Upon further reflection, I couldn’t help but bring my mind to a recent event in the news (or, unfortunately, I should more clearly state a recent event mostly left out of the news). A great man, who I consider to be a modern day version of the late Reverend, was killed two weeks ago. On our anniversary, in fact. He was the governor of Punjab in Pakistan. His name was Salmaan Taseer. He was shot 26 times for being a champion for human rights in Pakistan. He dedicated much of his political career to protecting minorities from Muslim groups that continue to kill minorities (mainly Christians) and fighting laws that do the same. The New York Times described him as “exceptional, even within the secular-minded Pakistan Peoples Party, for his vocal opposition to the religious parties and the extremism they spread. He was imprisoned in the 1980s under the military dictator Gen. Mohammad Zia ul-Haq for it and was still opposing the religious parties 30 years later.”
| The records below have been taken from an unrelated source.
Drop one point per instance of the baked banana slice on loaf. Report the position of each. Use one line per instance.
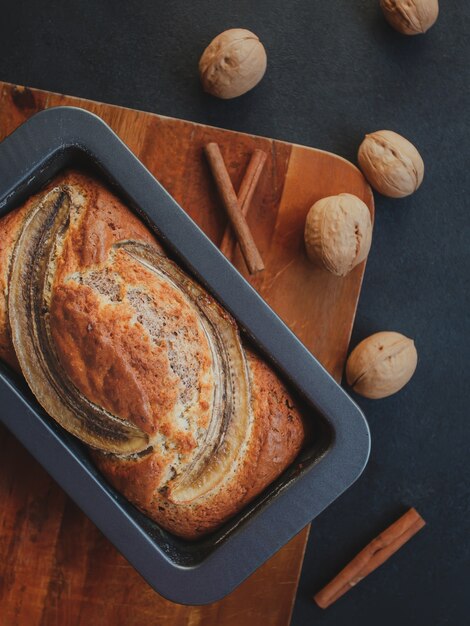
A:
(132, 356)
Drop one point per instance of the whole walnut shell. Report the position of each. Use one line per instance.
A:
(232, 64)
(391, 164)
(338, 233)
(410, 17)
(381, 364)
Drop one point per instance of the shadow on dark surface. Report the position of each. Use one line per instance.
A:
(335, 71)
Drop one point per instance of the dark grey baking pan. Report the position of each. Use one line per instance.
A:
(185, 572)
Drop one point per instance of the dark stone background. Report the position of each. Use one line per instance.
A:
(336, 70)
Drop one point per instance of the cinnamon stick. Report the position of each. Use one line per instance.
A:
(245, 196)
(245, 239)
(371, 557)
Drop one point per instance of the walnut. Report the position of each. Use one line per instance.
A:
(391, 164)
(410, 17)
(338, 233)
(232, 64)
(381, 364)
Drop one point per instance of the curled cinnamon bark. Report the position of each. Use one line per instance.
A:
(245, 196)
(242, 231)
(371, 557)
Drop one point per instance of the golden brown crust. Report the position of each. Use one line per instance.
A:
(275, 441)
(112, 358)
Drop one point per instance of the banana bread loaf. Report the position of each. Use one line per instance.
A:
(131, 355)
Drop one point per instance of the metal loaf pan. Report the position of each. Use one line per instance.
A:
(185, 572)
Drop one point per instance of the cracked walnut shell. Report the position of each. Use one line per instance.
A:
(391, 164)
(381, 364)
(338, 233)
(232, 64)
(410, 17)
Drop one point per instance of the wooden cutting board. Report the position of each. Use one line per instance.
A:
(56, 568)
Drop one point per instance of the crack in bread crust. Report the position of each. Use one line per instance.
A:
(119, 333)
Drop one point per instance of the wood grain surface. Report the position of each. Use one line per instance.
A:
(56, 568)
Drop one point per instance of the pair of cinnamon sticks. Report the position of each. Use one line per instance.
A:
(237, 207)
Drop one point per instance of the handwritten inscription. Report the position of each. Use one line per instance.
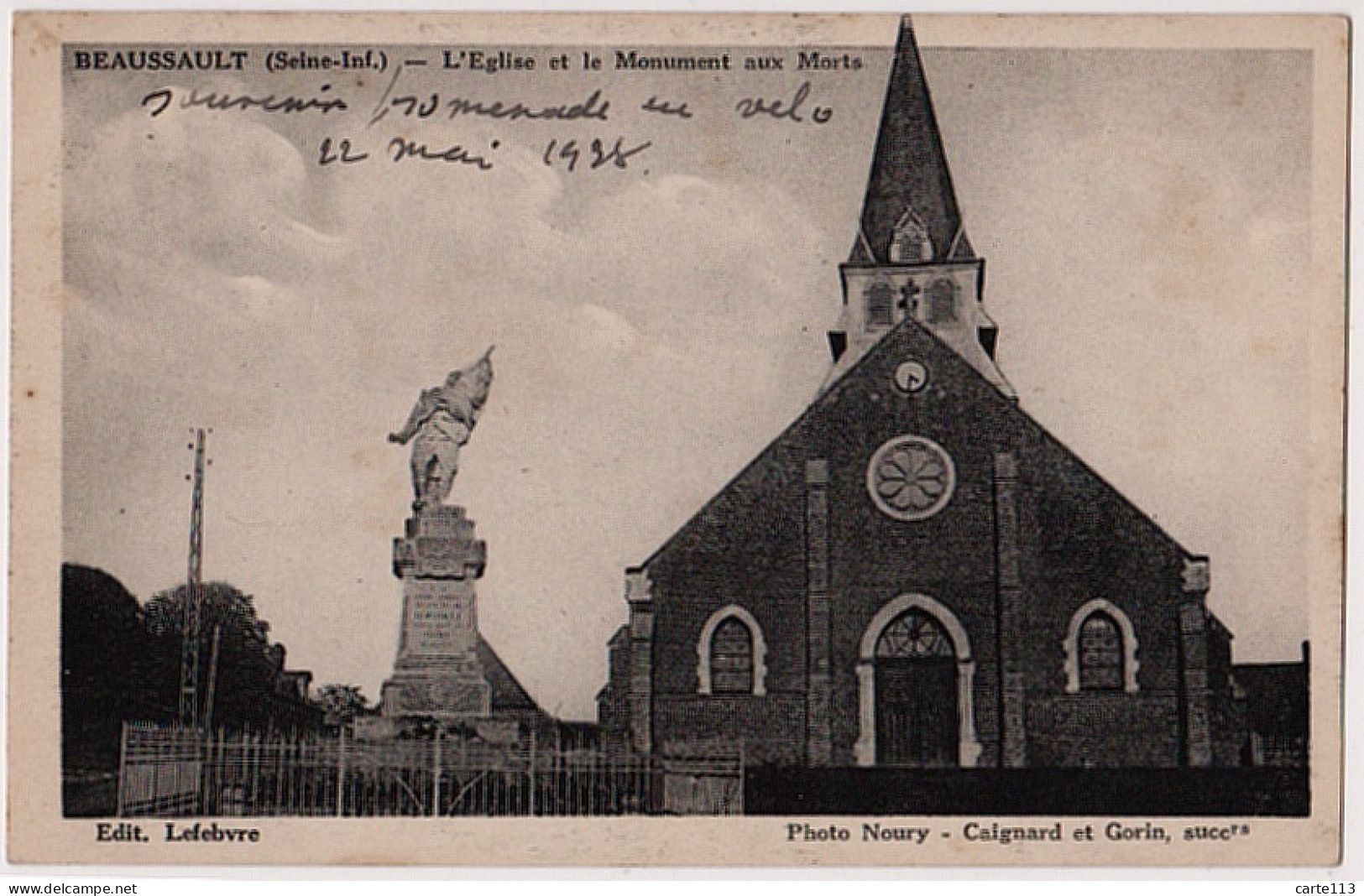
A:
(595, 153)
(783, 109)
(427, 107)
(567, 153)
(403, 149)
(159, 100)
(661, 107)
Most recently, a non-Muslim woman, Asia Bibi, has been sentenced to death for committing blasphemy. Taseer was killed because he spoke out against this death sentence — stating that he believed Bibi was innocent. He knew very well the threat to his safety in doing such things. He did it anyway.
A couple days ago, I was talking with a friend of mine, Reverend Timothy, who is from Nigeria (Jos, to be exact). Reverend Timothy moved to the states recently for a couple years to go to university. He told me how he had to call home on Christmas eve. Muslims were killing Christians in his town that night. His phone call home was to make sure those who were killed weren’t his wife and daughters. Fortunately, they weren’t. Unfortunately, however, 6 of his unarmed, non-violent friends were killed.
Courageous men like Mr. Taseer and Rev. King need to be remembered and honored. It’s the way in which we tell history that such actions are commendable, heroic, and worth the risk involved. Such actions lead to the protection of innocent people. People like my friend, Reverend Timothy.